Mesmo a bicicleta sendo vista desde o final do século XIX pelo movimento feminista como um símbolo de libertação e empoderamento, todas essas manifestações de machismo também podem ser o motivo pelo qual as mulheres deixam de pedalar ou se afastam do meio do ativismo. É preciso, no entanto, parar de encarar esses desequilíbrios como fatos distantes, que no máximo mereçam ser “repudiados”. Mais efetivo é desde já identificar e desconstruir práticas machistas do seu cotidiano e em diferentes espaços – desde as reuniões das nossas associações de promoção e apoio ao uso da bicicleta; às oficinas e bicicletarias; Massas Críticas; passeios de bicicleta; fóruns de discussão online; ou diretamente nas ruas como ciclista, pedestre, motorista, passageiro… E o mais importante: entre amigos e em relação às mulheres do seu próprio círculo familiar e afetivo. Para entender porque elas pedalam “como mulherzinhas” você precisa começar entendendo os motivos que as afastam do seu mundo cool da bicicleta.

Foto: Rachel Schein/ Página da Rachel
Foto: Rachel Schein/ Página da Rachel

* Ana Carolina Nunes é uma mulher que nunca concordou em falar baixinho. Jornalista e pesquisadora da área de políticas públicas, adora percorrer a cidade com a energia do seu próprio corpo. Caiu de paraquedas na área de mobilidade, mas decidiu se dedicar a valer ao ativismo porque acredita que lugar de mulher também é discutindo transporte, cidade e espaço público.

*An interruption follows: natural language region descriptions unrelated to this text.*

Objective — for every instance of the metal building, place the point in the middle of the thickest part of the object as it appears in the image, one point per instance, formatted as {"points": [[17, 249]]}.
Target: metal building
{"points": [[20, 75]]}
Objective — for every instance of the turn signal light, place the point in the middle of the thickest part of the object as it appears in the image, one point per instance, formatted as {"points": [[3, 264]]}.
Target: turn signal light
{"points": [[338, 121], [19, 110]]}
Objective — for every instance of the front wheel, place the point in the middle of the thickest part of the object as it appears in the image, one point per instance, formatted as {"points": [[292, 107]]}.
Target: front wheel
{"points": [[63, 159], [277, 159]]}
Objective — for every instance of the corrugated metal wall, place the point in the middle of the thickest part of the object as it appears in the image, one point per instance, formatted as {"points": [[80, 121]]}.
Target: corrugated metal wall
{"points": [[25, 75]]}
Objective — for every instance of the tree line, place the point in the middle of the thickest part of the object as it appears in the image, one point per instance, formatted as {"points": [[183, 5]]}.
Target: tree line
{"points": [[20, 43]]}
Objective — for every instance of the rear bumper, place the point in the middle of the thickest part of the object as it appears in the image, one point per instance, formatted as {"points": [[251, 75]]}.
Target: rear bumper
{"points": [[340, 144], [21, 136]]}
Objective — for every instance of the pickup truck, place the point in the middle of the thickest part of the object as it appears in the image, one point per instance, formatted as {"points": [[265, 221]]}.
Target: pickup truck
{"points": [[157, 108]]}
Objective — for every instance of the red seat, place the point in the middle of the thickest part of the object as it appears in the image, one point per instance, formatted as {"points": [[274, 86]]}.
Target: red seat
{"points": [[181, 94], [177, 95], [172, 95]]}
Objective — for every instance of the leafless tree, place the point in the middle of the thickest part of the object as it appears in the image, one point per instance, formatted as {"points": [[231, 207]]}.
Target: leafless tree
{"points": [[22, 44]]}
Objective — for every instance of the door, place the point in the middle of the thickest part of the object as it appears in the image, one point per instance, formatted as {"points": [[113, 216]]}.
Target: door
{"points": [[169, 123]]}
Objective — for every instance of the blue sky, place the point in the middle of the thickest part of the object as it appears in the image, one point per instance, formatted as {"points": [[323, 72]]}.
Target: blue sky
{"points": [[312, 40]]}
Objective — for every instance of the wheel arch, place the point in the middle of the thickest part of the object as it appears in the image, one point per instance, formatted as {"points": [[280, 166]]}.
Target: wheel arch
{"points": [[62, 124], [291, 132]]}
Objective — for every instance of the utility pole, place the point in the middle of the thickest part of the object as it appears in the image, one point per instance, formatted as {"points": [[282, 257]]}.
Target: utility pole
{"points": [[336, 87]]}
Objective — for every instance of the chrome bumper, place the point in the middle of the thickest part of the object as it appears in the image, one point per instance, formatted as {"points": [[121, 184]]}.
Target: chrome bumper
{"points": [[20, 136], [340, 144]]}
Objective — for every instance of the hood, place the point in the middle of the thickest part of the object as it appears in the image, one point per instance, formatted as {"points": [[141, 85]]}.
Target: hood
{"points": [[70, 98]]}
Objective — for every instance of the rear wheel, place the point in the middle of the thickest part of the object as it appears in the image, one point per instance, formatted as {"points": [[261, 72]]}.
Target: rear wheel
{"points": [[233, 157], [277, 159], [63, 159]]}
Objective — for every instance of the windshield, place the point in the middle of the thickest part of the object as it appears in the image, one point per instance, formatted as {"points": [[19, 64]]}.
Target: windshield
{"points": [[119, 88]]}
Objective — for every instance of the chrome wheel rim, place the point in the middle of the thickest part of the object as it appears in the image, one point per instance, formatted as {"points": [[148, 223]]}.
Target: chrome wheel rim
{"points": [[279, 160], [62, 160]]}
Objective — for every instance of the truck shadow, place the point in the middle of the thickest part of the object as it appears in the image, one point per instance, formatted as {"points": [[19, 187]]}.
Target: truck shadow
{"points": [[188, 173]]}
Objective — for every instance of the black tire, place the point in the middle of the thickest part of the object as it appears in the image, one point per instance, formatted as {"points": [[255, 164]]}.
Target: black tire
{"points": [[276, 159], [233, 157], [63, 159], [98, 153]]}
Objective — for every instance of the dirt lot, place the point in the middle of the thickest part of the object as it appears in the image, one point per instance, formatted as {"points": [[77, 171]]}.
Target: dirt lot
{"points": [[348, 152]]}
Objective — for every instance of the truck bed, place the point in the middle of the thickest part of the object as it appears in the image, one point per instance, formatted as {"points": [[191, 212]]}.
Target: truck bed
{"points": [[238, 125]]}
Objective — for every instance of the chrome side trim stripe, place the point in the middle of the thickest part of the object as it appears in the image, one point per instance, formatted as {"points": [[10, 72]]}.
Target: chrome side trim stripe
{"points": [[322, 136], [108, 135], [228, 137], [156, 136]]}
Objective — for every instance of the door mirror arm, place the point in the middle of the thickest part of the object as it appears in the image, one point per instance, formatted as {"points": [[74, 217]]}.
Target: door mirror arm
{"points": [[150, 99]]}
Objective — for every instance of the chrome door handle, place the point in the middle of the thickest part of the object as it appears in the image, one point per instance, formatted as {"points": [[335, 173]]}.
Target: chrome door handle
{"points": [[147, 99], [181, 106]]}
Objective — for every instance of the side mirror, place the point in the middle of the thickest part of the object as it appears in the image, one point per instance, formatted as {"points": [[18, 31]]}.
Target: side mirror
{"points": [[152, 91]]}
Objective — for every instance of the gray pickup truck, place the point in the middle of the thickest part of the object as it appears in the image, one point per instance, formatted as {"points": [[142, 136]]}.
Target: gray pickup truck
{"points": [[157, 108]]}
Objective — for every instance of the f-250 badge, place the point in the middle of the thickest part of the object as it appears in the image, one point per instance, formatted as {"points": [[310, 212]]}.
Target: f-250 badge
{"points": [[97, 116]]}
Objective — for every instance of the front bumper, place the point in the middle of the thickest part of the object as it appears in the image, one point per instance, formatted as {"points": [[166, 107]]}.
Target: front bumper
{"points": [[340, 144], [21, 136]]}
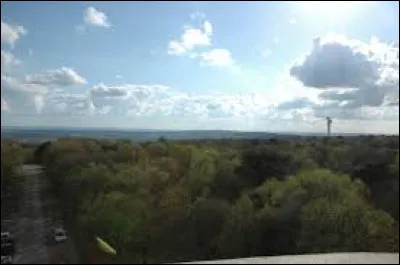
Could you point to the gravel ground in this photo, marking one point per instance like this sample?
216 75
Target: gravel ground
33 222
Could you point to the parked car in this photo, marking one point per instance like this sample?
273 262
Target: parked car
59 235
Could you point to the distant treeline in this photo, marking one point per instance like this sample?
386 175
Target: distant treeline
170 201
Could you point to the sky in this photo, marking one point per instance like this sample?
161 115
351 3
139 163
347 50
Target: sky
248 66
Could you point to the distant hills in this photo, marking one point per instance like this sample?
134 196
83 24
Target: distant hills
40 134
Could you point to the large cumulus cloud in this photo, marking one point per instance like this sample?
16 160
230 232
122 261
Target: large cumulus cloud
353 72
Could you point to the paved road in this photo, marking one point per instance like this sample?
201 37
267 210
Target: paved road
32 228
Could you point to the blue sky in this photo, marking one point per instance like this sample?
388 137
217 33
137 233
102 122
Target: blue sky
256 66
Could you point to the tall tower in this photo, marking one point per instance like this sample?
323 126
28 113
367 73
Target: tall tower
328 125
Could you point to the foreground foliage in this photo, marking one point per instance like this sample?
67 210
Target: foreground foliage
170 201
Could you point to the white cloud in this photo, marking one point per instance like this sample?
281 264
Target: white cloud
216 57
8 61
94 17
191 38
353 77
63 76
10 34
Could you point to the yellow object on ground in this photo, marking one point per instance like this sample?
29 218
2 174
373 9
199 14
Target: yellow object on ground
105 247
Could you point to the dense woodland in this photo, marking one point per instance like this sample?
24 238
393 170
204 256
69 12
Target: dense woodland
168 201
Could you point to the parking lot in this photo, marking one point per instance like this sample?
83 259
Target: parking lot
30 224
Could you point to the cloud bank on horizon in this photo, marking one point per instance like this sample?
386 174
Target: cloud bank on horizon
199 71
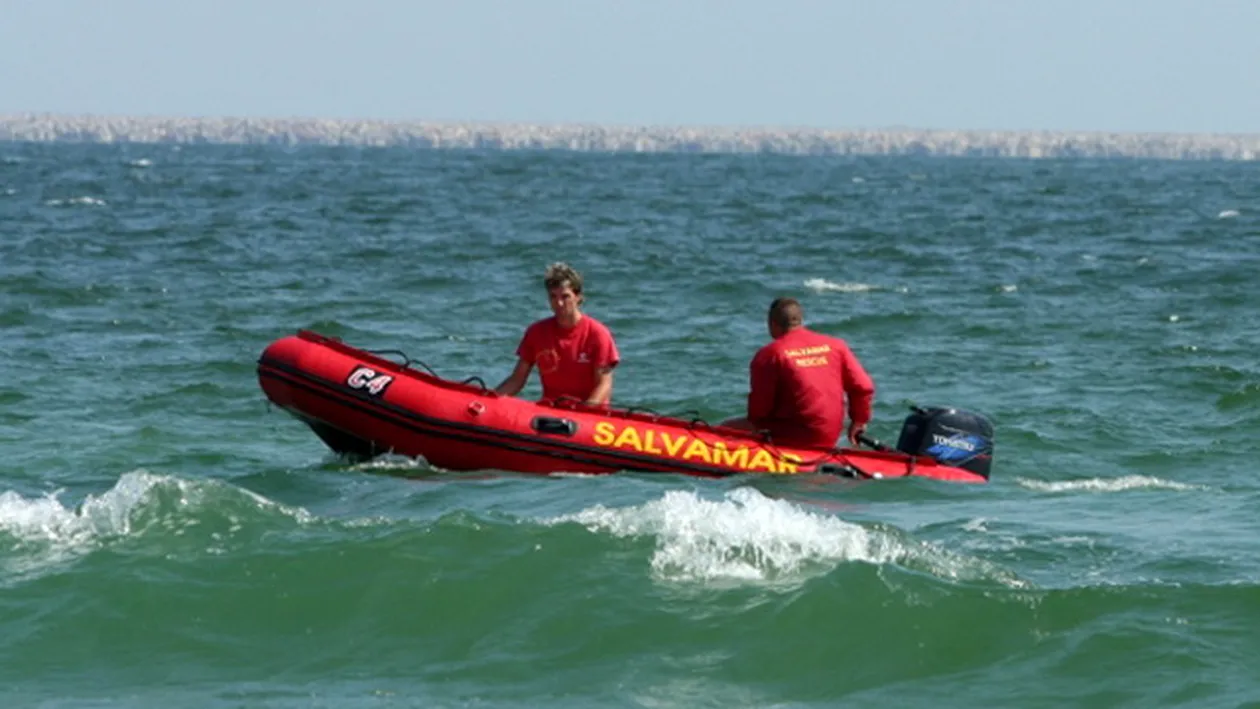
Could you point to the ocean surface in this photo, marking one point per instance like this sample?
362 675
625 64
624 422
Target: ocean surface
168 539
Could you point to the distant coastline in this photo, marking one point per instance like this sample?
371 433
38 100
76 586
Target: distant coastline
91 129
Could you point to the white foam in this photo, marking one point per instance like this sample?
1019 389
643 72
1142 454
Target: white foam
824 286
83 200
45 533
745 535
1106 484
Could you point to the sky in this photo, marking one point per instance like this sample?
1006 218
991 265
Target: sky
1128 66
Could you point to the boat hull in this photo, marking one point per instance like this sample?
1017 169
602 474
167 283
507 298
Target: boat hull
363 404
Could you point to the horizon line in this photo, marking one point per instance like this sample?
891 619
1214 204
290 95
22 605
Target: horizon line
8 116
605 137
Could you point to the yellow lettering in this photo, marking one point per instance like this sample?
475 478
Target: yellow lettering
789 462
673 445
762 460
737 457
697 448
629 438
812 362
648 447
604 433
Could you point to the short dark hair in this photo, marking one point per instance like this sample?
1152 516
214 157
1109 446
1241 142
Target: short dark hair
562 273
786 312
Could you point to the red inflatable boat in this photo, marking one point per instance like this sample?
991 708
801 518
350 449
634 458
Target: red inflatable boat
363 404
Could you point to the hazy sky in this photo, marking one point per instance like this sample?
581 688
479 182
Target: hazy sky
1062 64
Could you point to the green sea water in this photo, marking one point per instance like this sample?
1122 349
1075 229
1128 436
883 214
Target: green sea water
168 539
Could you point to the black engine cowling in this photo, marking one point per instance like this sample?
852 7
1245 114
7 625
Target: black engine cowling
950 436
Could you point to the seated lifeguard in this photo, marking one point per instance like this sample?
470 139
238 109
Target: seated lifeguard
799 384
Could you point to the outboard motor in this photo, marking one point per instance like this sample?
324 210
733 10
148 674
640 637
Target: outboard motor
950 436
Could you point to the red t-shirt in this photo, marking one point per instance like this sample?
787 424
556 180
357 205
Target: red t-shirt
567 359
799 384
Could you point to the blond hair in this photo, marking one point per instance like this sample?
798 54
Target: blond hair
560 273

** Marina Harkot é mulher, socióloga e pesquisadora na área de política urbana. Há algum tempo voltou a pedalar por aí e percebeu que o jeito como as cidades foram construídas têm tudo a ver com questões enfrentadas pelo gênero feminino nesse ambiente – e não parou mais. Faz parte do Grupo de Trabalho de Gênero da Ciclocidade e não cansa de tentar incentivar amigas, conhecidas e – sobretudo – desconhecidas e experimentarem a liberdade da bicicleta.